Таков человек, который взялся написать историю нашей страны для немцев. О его работе я ничего не сказал, ибо не видел ее; я пишу это экспромтом, увидев газетное объявление о первом томе. Он, несомненно, сделает многое, чтобы представить нас в правильном свете в глазах своего собственного народа, где, однако, в этом меньше нужды, чем в другой стране, чей народ более близок нам, где, однако, такая услуга вряд ли будет оказана.
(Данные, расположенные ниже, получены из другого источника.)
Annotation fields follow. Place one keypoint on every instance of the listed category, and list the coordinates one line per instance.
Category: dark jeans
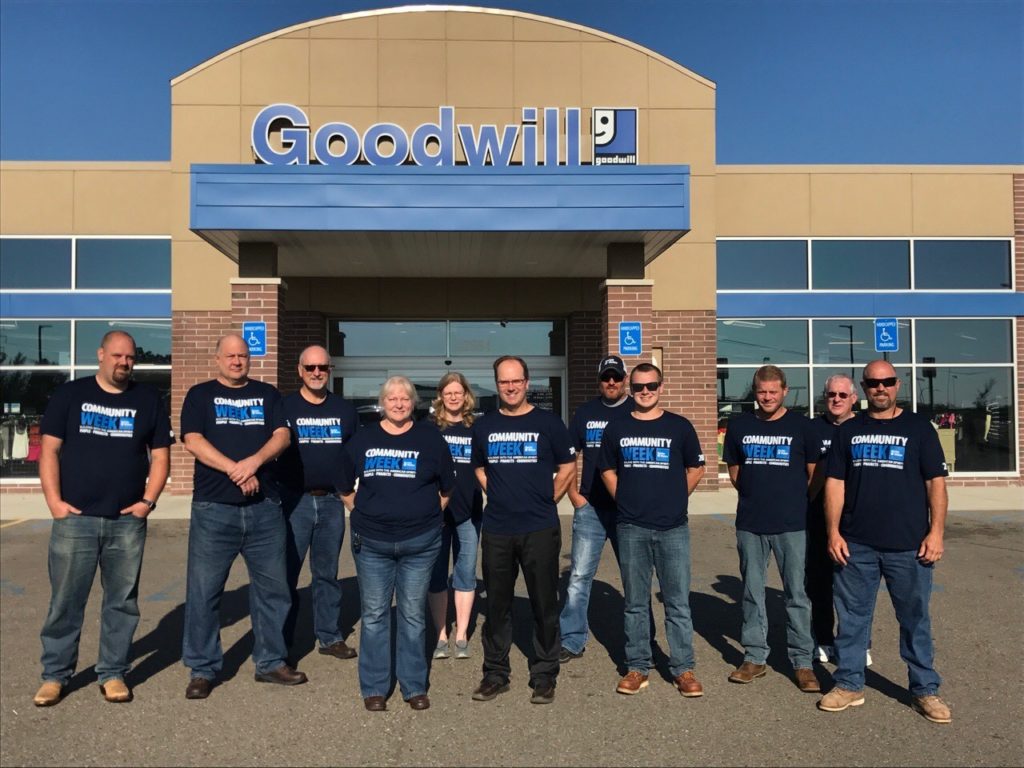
(537, 553)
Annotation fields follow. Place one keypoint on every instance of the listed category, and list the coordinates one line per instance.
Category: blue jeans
(218, 534)
(668, 553)
(78, 544)
(791, 557)
(856, 586)
(462, 542)
(316, 525)
(589, 535)
(399, 569)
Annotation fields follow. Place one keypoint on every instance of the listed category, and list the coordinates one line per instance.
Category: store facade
(422, 189)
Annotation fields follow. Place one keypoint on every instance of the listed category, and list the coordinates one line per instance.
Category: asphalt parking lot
(978, 617)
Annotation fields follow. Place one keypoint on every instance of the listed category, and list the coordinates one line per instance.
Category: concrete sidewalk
(997, 500)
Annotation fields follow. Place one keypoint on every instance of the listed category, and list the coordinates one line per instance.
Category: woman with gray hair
(404, 475)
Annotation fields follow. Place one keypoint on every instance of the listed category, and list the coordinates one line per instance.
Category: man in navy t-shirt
(235, 426)
(321, 423)
(650, 464)
(102, 464)
(885, 511)
(594, 509)
(517, 451)
(771, 456)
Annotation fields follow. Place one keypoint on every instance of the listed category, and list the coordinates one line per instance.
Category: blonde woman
(453, 413)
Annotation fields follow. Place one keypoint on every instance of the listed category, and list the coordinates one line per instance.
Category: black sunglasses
(889, 381)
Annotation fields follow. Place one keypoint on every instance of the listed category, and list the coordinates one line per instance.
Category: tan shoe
(48, 694)
(933, 709)
(748, 672)
(688, 685)
(116, 691)
(840, 698)
(634, 682)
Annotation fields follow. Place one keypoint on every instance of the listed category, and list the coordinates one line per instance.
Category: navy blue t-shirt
(312, 460)
(399, 476)
(467, 499)
(650, 459)
(103, 457)
(520, 455)
(885, 464)
(587, 427)
(237, 421)
(772, 457)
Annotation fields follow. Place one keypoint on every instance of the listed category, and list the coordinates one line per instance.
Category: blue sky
(799, 81)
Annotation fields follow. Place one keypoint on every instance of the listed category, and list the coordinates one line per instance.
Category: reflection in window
(969, 341)
(757, 342)
(762, 264)
(32, 262)
(123, 263)
(973, 410)
(24, 394)
(153, 340)
(860, 264)
(962, 264)
(30, 342)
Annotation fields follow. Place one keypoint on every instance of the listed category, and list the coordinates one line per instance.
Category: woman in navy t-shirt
(404, 475)
(453, 413)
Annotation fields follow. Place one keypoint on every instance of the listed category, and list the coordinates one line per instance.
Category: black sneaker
(566, 655)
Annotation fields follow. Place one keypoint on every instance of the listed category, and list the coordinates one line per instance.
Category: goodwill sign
(614, 137)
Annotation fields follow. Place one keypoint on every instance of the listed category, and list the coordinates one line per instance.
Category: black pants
(503, 555)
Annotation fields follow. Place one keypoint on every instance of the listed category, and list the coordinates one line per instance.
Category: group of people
(273, 477)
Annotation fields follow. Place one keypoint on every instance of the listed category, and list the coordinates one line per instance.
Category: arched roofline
(442, 8)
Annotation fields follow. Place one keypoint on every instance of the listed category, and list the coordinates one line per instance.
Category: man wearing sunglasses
(594, 509)
(885, 511)
(651, 463)
(321, 424)
(771, 455)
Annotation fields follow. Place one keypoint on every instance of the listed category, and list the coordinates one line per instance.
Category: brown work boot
(840, 698)
(48, 694)
(688, 685)
(748, 672)
(806, 680)
(933, 709)
(634, 682)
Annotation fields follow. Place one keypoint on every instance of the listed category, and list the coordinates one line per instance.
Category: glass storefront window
(123, 263)
(860, 264)
(24, 394)
(970, 341)
(35, 263)
(759, 341)
(762, 264)
(962, 264)
(31, 342)
(153, 340)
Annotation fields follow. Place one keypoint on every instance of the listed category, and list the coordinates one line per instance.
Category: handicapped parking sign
(630, 338)
(886, 335)
(255, 336)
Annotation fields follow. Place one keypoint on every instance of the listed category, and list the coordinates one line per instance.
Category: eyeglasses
(889, 381)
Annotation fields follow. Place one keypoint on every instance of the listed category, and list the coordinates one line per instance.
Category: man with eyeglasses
(771, 455)
(594, 509)
(840, 395)
(651, 463)
(885, 511)
(524, 461)
(321, 423)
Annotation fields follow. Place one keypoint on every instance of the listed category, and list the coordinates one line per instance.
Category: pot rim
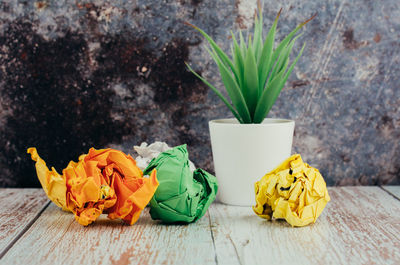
(267, 122)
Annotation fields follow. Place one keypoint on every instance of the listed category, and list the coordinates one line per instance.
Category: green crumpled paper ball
(182, 196)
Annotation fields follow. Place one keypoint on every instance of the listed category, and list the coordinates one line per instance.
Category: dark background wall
(76, 74)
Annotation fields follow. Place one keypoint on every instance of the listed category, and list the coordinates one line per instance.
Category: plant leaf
(238, 60)
(267, 98)
(271, 93)
(219, 94)
(250, 88)
(233, 89)
(283, 58)
(266, 54)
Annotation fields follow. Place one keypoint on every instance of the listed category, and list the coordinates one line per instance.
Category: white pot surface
(244, 153)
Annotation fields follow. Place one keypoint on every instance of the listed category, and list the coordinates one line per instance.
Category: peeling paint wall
(76, 74)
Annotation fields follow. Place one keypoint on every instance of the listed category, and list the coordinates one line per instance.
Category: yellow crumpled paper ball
(293, 191)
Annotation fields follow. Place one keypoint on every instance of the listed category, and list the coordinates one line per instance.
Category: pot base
(243, 153)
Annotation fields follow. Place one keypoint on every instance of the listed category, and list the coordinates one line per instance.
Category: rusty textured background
(76, 74)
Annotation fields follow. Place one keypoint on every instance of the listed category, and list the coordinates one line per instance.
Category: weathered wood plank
(56, 238)
(18, 208)
(361, 225)
(394, 190)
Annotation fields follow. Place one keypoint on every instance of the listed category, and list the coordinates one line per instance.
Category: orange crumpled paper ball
(102, 181)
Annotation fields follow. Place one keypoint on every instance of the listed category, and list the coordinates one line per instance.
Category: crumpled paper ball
(182, 196)
(102, 181)
(147, 152)
(293, 191)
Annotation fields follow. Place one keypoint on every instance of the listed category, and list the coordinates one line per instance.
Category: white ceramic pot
(243, 153)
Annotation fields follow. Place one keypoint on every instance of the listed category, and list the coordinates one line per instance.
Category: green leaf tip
(257, 70)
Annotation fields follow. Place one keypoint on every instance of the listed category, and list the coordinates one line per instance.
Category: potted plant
(247, 147)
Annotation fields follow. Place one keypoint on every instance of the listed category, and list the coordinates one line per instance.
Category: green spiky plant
(257, 72)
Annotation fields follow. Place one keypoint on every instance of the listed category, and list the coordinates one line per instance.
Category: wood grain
(361, 225)
(18, 208)
(394, 190)
(56, 238)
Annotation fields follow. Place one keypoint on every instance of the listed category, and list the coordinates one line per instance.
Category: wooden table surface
(361, 225)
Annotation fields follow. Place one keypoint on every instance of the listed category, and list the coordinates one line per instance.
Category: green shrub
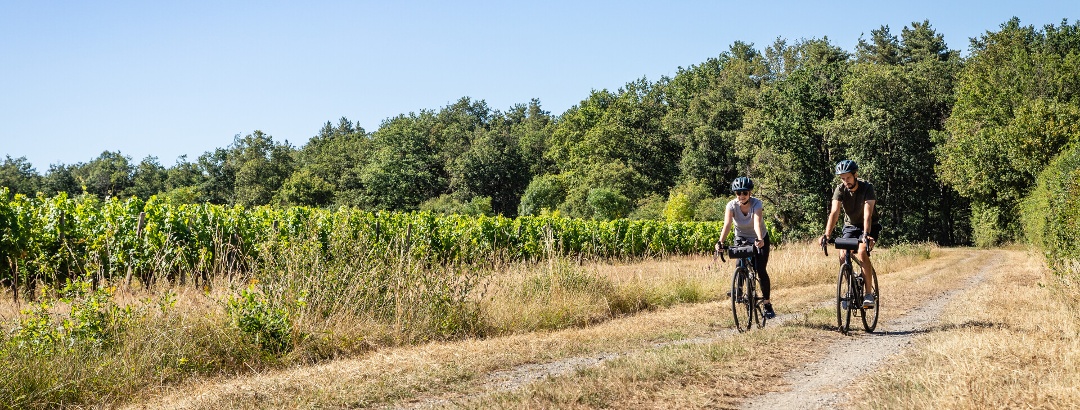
(262, 319)
(1051, 215)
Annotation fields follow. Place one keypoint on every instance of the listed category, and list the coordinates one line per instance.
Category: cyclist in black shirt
(858, 200)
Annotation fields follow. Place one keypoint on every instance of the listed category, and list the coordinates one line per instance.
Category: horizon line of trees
(953, 145)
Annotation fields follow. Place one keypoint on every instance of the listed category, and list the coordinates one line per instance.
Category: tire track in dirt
(504, 381)
(820, 384)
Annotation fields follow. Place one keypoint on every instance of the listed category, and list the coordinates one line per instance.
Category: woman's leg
(760, 264)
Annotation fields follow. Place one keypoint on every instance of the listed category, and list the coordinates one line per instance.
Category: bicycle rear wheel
(869, 315)
(844, 298)
(740, 292)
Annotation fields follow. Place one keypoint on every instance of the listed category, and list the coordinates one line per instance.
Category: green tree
(108, 175)
(261, 167)
(785, 141)
(148, 179)
(891, 106)
(543, 192)
(337, 156)
(1016, 107)
(491, 167)
(19, 176)
(404, 168)
(707, 104)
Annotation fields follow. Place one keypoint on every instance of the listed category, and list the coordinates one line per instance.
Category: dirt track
(811, 384)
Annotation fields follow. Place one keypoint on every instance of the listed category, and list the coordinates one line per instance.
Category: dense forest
(954, 145)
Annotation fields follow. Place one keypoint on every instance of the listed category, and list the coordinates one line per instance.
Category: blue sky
(166, 79)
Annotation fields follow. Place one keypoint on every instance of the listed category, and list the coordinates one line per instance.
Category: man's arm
(867, 213)
(831, 221)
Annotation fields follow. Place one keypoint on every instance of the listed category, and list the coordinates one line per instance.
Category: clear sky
(173, 78)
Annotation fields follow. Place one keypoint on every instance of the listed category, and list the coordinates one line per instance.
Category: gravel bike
(745, 302)
(849, 288)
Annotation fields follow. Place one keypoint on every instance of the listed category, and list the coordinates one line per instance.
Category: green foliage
(448, 205)
(678, 207)
(650, 207)
(1051, 215)
(1015, 110)
(710, 209)
(608, 203)
(268, 324)
(544, 192)
(19, 176)
(93, 320)
(988, 229)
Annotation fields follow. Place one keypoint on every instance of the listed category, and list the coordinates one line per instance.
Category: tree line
(953, 144)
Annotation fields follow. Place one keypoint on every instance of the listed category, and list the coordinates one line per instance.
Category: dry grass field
(658, 333)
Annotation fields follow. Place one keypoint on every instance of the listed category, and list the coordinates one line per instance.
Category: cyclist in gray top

ВЕЛИКИЙ АМЕРИКАНСКИЙ КРИЗИС.
ЧАСТЬ ТРЕТЬЯ.
В последней статье на эту тему в «Континентал» мы завершили рассмотрение последствий скорой победы Севера над всем Югом, за которой последовало бы восстановление старого Союза на точно такой же старой основе. Мы показали, что в таком случае война была бы бесплодной даже в той мере, в какой она не устранила бы свою собственную причину и не предотвратила бы ее почти немедленное и более отчаянное возобновление; что рассматриваемый вопрос — это вопрос о высшей государственной власти между двумя противоположными теориями социального существования; между двумя различными и конфликтующими цивилизациями; между двумя антагонистическими и непримиримыми политическими и моральными силами; и что он должен быть решен до полного подчинения менее развитой или более варварской и склонной к регрессу из этих сил — если только колесо прогресса на этом континенте не должно быть повернуто вспять, а лозунг деспотизма не должен быть заменен лозунгом свободы: не только то, что это должно быть решено на поле боя, но и то, что плоды победы не должны быть слепо или глупо отданы после того, как очевидная и внешняя победа одержана.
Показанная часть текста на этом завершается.